[tip:sched/numa] mm: Change copy_page_range() to take two vma arguments

From: tip-bot for Peter Zijlstra
Date: Fri May 18 2012 - 06:40:52 EST


Commit-ID: 717a4cdb5f6b57e2b463c6fec63a1508d19d1f41
Gitweb: http://git.kernel.org/tip/717a4cdb5f6b57e2b463c6fec63a1508d19d1f41
Author: Peter Zijlstra <a.p.zijlstra@xxxxxxxxx>
AuthorDate: Tue, 15 May 2012 23:49:53 +0200
Committer: Ingo Molnar <mingo@xxxxxxxxxx>
CommitDate: Fri, 18 May 2012 08:16:26 +0200

mm: Change copy_page_range() to take two vma arguments

Since copy_page_range() copies from one vma into another, pass it the
two VMAs.
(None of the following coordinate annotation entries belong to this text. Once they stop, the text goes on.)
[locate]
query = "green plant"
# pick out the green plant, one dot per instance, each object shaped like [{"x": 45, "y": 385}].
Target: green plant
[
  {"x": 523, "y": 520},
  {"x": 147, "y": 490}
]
This makes dst_vma available inside the callchain and allows
for per vma rss accounting later on.

Signed-off-by: Peter Zijlstra <a.p.zijlstra@xxxxxxxxx>
Cc: Suresh Siddha <suresh.b.siddha@xxxxxxxxx>
Cc: Paul Turner <pjt@xxxxxxxxxx>
Cc: Dan Smith <danms@xxxxxxxxxx>
Cc: Bharata B Rao <bharata.rao@xxxxxxxxx>
Cc: Lee Schermerhorn <Lee.Schermerhorn@xxxxxx>
Cc: Christoph Lameter <cl@xxxxxxxxx>
Cc: Rik van Riel <riel@xxxxxxxxxx>
Cc: Andrea Arcangeli <aarcange@xxxxxxxxxx>
Cc: Andrew Morton <akpm@xxxxxxxxxxxxxxxxxxxx>
Cc: Linus Torvalds <torvalds@xxxxxxxxxxxxxxxxxxxx>
Link: http://lkml.kernel.org/n/tip-7hq9q1dctjz61gosc1tqnse5@xxxxxxxxxxxxxx
Signed-off-by: Ingo Molnar <mingo@xxxxxxxxxx>
---
include/linux/huge_mm.h | 9 ++---
include/linux/mm.h | 3 +-
kernel/fork.c | 2 +-
mm/huge_memory.c | 8 ++--
mm/memory.c | 77 ++++++++++++++++++++++------------------------
5 files changed, 47 insertions(+), 52 deletions(-)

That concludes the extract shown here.